Israel Chemicals Ltd. (ICL) and the U.K.’s Sirius Minerals plc are not engaged in any talks about a potential buyout of ICL’s Boulby assets in northeast England, according to Israeli sources speaking with Green Markets this week. Junior firm Sirius is developing a polyhalite mine just 12 miles from the ICL Boulby operation. Last week, ICL UK subsidiary Cleveland Potash Ltd. announced the transition timescale for its plans to cease potash production at Boulby and mine only polyhalite (marketed as polysulfate) and salt at the site (GM Jan. 5, p. 23). Potash production is proposed to cease by the end of June this year.

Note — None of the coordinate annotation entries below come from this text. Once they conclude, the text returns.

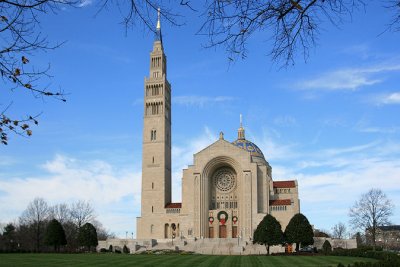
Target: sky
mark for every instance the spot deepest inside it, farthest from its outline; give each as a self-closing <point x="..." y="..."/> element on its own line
<point x="331" y="122"/>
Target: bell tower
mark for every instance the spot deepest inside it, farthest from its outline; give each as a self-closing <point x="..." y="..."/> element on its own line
<point x="156" y="155"/>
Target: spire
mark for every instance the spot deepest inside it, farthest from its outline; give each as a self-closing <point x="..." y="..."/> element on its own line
<point x="158" y="36"/>
<point x="241" y="129"/>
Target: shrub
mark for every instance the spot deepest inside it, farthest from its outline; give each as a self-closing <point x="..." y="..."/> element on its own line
<point x="326" y="247"/>
<point x="126" y="250"/>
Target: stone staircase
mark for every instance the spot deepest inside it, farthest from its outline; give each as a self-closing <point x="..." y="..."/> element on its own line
<point x="210" y="246"/>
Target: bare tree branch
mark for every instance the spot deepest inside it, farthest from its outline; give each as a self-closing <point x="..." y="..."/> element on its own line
<point x="82" y="212"/>
<point x="339" y="230"/>
<point x="20" y="38"/>
<point x="371" y="211"/>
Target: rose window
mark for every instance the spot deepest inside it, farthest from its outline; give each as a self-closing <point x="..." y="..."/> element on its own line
<point x="224" y="179"/>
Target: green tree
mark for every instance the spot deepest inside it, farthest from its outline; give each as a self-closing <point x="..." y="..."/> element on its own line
<point x="326" y="247"/>
<point x="299" y="231"/>
<point x="268" y="232"/>
<point x="87" y="236"/>
<point x="55" y="235"/>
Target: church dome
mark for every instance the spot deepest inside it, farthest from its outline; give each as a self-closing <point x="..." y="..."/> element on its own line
<point x="241" y="142"/>
<point x="249" y="146"/>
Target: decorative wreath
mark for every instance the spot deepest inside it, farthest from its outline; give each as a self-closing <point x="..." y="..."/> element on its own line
<point x="220" y="214"/>
<point x="234" y="219"/>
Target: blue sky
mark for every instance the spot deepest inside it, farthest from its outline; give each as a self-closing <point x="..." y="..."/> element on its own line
<point x="332" y="122"/>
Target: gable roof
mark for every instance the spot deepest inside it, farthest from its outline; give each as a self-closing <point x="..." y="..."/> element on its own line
<point x="280" y="202"/>
<point x="173" y="206"/>
<point x="284" y="184"/>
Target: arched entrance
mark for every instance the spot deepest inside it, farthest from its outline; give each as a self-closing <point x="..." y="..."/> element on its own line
<point x="223" y="202"/>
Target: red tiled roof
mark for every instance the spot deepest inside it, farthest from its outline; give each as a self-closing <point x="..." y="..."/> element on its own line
<point x="280" y="202"/>
<point x="285" y="184"/>
<point x="173" y="206"/>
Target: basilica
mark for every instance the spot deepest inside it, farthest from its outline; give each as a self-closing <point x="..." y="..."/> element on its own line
<point x="227" y="190"/>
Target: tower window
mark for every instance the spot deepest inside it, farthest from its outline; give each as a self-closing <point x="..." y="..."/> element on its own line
<point x="153" y="135"/>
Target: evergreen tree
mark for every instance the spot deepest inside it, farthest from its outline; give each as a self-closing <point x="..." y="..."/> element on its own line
<point x="268" y="232"/>
<point x="87" y="236"/>
<point x="299" y="231"/>
<point x="55" y="235"/>
<point x="326" y="247"/>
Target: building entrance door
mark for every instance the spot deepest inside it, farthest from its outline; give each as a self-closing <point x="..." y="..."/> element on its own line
<point x="222" y="231"/>
<point x="234" y="231"/>
<point x="211" y="232"/>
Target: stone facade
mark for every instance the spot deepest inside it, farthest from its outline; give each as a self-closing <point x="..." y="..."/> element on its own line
<point x="225" y="193"/>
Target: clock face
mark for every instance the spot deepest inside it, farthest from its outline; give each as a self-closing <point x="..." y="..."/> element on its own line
<point x="224" y="179"/>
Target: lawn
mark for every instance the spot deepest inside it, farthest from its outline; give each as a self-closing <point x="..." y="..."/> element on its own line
<point x="117" y="260"/>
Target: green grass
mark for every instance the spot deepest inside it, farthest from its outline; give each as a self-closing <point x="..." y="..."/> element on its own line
<point x="120" y="260"/>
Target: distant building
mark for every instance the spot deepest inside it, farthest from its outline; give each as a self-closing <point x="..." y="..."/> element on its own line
<point x="387" y="236"/>
<point x="225" y="193"/>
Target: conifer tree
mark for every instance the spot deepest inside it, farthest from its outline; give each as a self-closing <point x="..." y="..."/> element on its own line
<point x="299" y="231"/>
<point x="268" y="232"/>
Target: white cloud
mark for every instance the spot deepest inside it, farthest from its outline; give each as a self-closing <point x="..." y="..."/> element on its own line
<point x="65" y="180"/>
<point x="84" y="3"/>
<point x="388" y="99"/>
<point x="349" y="78"/>
<point x="285" y="121"/>
<point x="200" y="101"/>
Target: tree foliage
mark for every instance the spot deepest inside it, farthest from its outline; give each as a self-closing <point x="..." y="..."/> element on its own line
<point x="299" y="231"/>
<point x="55" y="235"/>
<point x="87" y="236"/>
<point x="372" y="210"/>
<point x="268" y="232"/>
<point x="81" y="212"/>
<point x="8" y="238"/>
<point x="339" y="230"/>
<point x="27" y="236"/>
<point x="327" y="247"/>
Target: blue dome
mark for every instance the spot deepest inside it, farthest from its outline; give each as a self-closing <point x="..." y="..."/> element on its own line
<point x="249" y="146"/>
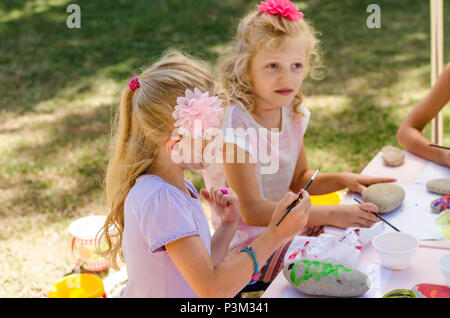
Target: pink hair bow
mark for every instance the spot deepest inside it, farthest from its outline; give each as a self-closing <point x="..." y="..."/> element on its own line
<point x="198" y="107"/>
<point x="285" y="8"/>
<point x="134" y="83"/>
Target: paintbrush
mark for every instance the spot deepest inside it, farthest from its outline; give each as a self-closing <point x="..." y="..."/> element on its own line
<point x="437" y="146"/>
<point x="294" y="203"/>
<point x="380" y="217"/>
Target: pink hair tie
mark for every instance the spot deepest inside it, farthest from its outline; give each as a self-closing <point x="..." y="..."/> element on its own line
<point x="284" y="8"/>
<point x="134" y="83"/>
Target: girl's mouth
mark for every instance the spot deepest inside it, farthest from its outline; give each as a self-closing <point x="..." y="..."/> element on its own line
<point x="284" y="91"/>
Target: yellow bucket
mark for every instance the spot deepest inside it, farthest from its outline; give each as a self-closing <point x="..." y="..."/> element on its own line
<point x="78" y="286"/>
<point x="327" y="199"/>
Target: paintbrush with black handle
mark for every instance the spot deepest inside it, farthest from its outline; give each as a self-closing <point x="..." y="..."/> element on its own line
<point x="294" y="203"/>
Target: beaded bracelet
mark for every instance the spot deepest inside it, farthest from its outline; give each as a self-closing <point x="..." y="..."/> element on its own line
<point x="252" y="254"/>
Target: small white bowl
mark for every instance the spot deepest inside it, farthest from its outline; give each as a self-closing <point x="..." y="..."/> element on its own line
<point x="395" y="249"/>
<point x="444" y="265"/>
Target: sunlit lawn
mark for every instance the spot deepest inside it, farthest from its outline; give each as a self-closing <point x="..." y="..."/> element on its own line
<point x="59" y="90"/>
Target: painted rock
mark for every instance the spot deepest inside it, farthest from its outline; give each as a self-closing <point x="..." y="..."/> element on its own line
<point x="400" y="293"/>
<point x="431" y="291"/>
<point x="386" y="196"/>
<point x="440" y="204"/>
<point x="439" y="186"/>
<point x="393" y="156"/>
<point x="326" y="279"/>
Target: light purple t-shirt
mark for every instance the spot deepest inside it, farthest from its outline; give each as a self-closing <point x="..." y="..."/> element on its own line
<point x="157" y="213"/>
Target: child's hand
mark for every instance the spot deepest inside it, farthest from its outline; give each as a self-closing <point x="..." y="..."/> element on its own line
<point x="225" y="205"/>
<point x="358" y="215"/>
<point x="358" y="182"/>
<point x="295" y="221"/>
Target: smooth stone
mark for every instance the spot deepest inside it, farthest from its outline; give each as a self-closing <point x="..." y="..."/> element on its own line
<point x="439" y="186"/>
<point x="393" y="156"/>
<point x="386" y="196"/>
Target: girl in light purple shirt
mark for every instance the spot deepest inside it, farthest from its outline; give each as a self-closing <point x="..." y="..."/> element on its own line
<point x="156" y="224"/>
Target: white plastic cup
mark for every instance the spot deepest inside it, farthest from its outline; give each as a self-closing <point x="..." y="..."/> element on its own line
<point x="444" y="265"/>
<point x="395" y="249"/>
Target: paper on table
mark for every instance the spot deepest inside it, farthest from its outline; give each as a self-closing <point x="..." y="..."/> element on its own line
<point x="433" y="171"/>
<point x="414" y="215"/>
<point x="377" y="274"/>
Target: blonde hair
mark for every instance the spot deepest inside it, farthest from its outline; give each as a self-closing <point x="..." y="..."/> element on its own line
<point x="255" y="31"/>
<point x="145" y="121"/>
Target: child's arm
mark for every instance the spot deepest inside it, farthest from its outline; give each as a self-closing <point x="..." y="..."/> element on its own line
<point x="329" y="182"/>
<point x="256" y="211"/>
<point x="225" y="206"/>
<point x="241" y="177"/>
<point x="229" y="277"/>
<point x="410" y="135"/>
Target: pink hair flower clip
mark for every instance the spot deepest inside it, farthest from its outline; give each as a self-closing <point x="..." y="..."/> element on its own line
<point x="134" y="83"/>
<point x="284" y="8"/>
<point x="198" y="107"/>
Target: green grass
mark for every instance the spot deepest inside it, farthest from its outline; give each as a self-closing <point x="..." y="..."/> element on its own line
<point x="59" y="90"/>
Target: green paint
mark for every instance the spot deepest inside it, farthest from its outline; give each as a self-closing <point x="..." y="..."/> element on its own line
<point x="327" y="269"/>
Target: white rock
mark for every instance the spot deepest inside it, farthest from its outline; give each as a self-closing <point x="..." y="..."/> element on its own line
<point x="386" y="196"/>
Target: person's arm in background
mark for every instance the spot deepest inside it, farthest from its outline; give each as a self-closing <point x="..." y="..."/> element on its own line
<point x="410" y="135"/>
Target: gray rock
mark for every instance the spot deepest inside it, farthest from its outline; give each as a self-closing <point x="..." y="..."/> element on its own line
<point x="386" y="196"/>
<point x="439" y="186"/>
<point x="326" y="279"/>
<point x="393" y="156"/>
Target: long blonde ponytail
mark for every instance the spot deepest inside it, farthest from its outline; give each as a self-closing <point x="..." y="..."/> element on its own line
<point x="144" y="121"/>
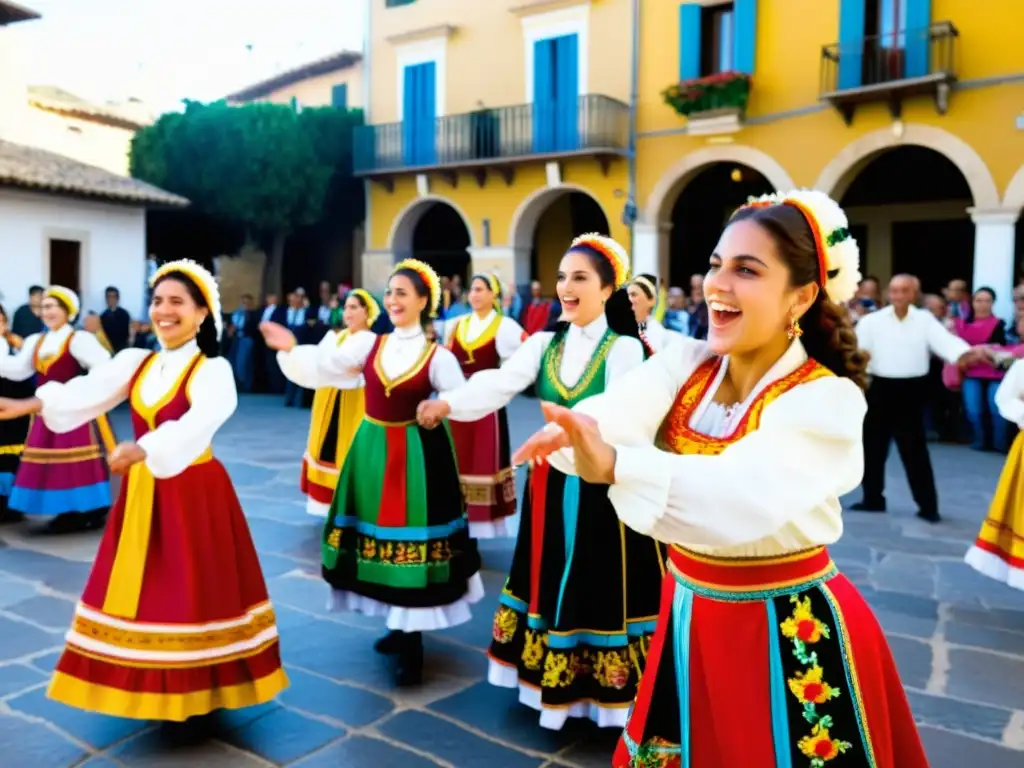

Reports of ICL and Sirius in talks over a potential multi-million buyout of Boulby were circulating in the Israeli financial press last autumn (GM Sept. 15, 2017). ICL, which has been selling off assets in the past few years as part of its strategy to reduce debt, said at the time that “it was studying various options, including cooperation and the sale or purchase of companies.”
In response to inquiries this week as to whether any talks between the two companies were ongoing, a spokesperson for Sirius told GM the firm never comments on market rumors. “If Sirius chose to depart from its current stated strategy, then we would be obliged to make a stock market announcement in the first instance,” he said.
Buying the Boulby assets would provide Sirius with earlier production and cash flows than otherwise; first production at Sirius’ Woodsmith mine is targeted for 2021. But it would mean taking on the added operational risks of Boulby’s generally aged infrastructure, according to comments made by the U.K.-based investment group Shore Capital last autumn. The investment group wasn’t keen on Sirius buying the ICL assets. It said the sale price would need to be “really compelling,” with the Israeli company retaining responsibility for any historical liabilities.
That said, it is still thought that some form of cooperation between ICL UK and Sirius could be possible.